Ofcom has rejected a complaint against Sky News after it broadcast a short interview with a woman who lived on the estate Islamic State fighter Mohammed Emwazi grew up on.
The Mediawise Trust made the complaint to the broadcast regulator on behalf of the woman, referred to as Mrs L, saying Sky News was guilty of an "unwarranted infringement of privacy".
The trust also said that she and her family had been "living in fear" since the report.
After interviewing Mrs L on her doorstep, Sky News broadcast her saying: "I was shocked when your colleague told me. I never thought that something would happen in our estate."
This 26 February broadcast was made after Mohammed Emwazi was named as the ISIS beheader known as 'Jihadi John'.
The woman was not named, but Ofcom noted that her face and voice were not obscured.
Mediawise complained that Mrs L was doorstepped and did not know she was being filmed.
The Ofcom bulletin today noted: "It said that Mrs L felt that the broadcast of this material put her and her family in risk of retribution and that this had made her ill.
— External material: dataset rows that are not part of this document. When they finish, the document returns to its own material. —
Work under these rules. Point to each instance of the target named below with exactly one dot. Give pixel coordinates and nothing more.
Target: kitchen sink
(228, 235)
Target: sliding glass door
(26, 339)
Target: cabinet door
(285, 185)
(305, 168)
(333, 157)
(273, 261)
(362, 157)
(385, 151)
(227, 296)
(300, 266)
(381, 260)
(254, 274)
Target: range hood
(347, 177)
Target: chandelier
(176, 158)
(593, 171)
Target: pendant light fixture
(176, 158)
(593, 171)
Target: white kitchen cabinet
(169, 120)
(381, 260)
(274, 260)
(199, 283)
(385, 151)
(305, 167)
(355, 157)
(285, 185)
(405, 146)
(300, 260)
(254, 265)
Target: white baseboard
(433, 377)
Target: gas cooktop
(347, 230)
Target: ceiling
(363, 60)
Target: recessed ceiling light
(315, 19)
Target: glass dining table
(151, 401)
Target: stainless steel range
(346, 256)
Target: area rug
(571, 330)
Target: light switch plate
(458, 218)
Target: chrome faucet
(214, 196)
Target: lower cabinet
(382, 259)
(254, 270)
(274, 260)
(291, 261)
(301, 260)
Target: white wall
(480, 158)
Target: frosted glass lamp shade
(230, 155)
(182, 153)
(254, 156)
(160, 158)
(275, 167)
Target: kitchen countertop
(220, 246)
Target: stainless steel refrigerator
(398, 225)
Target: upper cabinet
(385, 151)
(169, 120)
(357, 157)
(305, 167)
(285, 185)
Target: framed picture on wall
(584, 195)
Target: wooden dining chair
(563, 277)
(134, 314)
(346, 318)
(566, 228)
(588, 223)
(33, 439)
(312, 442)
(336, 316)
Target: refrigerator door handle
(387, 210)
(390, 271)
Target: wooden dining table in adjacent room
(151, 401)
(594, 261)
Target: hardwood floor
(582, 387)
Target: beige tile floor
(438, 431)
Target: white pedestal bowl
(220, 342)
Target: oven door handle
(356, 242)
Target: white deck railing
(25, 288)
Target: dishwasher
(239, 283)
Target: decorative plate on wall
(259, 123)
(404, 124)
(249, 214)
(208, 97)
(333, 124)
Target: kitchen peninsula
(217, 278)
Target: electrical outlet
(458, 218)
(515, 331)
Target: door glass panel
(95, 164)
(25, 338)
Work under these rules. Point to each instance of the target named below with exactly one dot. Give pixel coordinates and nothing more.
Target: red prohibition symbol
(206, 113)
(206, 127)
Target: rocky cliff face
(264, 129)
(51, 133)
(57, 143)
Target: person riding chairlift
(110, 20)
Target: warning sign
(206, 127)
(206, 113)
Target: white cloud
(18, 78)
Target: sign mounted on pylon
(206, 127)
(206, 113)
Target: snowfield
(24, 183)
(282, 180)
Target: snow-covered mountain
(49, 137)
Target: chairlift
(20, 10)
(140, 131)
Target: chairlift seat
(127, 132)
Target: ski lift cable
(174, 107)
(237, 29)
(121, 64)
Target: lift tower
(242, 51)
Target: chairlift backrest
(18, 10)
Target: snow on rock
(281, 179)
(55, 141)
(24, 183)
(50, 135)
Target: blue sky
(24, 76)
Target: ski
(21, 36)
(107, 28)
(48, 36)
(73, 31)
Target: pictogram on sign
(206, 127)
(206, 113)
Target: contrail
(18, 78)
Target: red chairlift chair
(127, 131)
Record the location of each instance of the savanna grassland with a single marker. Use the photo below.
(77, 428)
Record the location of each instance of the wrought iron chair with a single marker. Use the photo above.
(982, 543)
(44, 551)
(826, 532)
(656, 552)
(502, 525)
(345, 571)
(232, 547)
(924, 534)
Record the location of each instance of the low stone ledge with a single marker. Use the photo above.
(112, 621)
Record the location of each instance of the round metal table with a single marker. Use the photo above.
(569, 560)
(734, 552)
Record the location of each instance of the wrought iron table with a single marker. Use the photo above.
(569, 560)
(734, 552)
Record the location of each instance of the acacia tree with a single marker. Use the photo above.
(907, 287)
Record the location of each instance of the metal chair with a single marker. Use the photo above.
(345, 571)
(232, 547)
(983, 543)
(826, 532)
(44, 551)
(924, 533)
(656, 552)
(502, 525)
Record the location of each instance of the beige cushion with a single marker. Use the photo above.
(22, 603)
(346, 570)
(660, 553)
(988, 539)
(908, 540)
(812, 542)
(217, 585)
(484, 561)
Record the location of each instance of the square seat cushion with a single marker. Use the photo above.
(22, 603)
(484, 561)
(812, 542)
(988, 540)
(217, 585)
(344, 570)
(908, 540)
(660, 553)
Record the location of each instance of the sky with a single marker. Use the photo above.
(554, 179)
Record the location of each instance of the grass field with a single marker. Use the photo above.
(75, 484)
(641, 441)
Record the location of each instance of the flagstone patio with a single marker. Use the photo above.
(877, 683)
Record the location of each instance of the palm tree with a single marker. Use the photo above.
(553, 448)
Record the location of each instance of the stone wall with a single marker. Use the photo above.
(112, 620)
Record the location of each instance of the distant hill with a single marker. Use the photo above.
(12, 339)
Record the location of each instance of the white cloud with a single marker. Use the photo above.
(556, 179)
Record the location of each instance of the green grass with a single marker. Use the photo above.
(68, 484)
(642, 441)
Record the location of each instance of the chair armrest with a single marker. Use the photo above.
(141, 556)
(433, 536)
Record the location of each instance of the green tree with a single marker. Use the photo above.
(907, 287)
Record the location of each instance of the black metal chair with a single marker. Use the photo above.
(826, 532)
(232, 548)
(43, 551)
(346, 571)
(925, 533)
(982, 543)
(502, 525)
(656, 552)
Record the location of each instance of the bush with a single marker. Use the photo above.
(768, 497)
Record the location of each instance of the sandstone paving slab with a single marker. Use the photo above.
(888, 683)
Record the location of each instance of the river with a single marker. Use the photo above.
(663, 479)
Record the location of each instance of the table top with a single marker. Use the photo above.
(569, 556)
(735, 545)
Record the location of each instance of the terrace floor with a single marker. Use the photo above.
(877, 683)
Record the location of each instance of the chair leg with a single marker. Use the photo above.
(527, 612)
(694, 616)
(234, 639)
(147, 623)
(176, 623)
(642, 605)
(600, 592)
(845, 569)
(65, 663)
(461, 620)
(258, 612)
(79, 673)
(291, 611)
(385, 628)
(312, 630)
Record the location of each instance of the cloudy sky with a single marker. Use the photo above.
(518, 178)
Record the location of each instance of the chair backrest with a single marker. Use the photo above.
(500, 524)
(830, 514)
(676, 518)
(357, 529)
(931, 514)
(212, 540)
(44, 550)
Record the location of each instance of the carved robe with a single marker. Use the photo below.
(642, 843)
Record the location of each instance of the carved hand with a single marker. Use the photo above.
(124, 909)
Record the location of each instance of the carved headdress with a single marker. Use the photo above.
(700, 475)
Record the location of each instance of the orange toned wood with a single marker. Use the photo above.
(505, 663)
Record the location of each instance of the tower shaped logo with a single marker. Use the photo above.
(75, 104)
"Mediawise said that Mrs L was not experienced in dealing with the media and that she was not told how the footage of her would be used.
"It said that her request to reporters to consider her family’s safety should have alerted them to her understandable anxiety.
"Mediawise explained that the Lebanon-based Arabic TV channel, Al Mayadeen, had shown the footage and that relatives of Mrs L in Morocco had called her following the broadcast.
"Mediawise also said that Mrs L and her children had been living in fear ever since the broadcast and that she was anxious about opening her front door and of passing cars in the street."
The regulator found that the Sky News interview should not be defined as a 'doorstep' and that it was clear Mrs L was being recorded.
According to Ofcom, Sky News said "that at no time did Mrs L raise objections to the questioning or to being filmed. It said that she was friendly and accommodating and that its presumption was that she had, in effect, consented to be filmed."
The Ofcom report added: "The broadcaster said that the news report, and Mrs L's appearance in it, was warranted, even if her participation was minor.
"It said that it was sorry if Mrs L had felt concern about appearing as she did in the news report. However, given that her participation was very minor, that she willingly opened her door and spoke to the Sky News journalist (having already done so with other journalists), and that neither her name nor her address were revealed, Sky said that it strongly contended that Mrs L’s privacy was not unwarrantedly infringed.
"However, Sky said that it would be happy to undertake not to use the footage again in any future reports, now that it had been made aware of Mrs L’s concerns."
It said Mrs L did have a "legitimate expectation of privacy with regard to the obtaining and subsequent broadcast of the footage of her in the programme".
But it added: "Ofcom considered that, on balance, the broadcaster's right to freedom of expression and the public interest in the filming and broadcasting of the relevant footage outweighed Mrs L'd legitimate expectation of privacy.
"Therefore, Mrs L's privacy was not unwarrantably infringed in connection with the obtaining of the footage of her and its subsequent broadcast in the programme."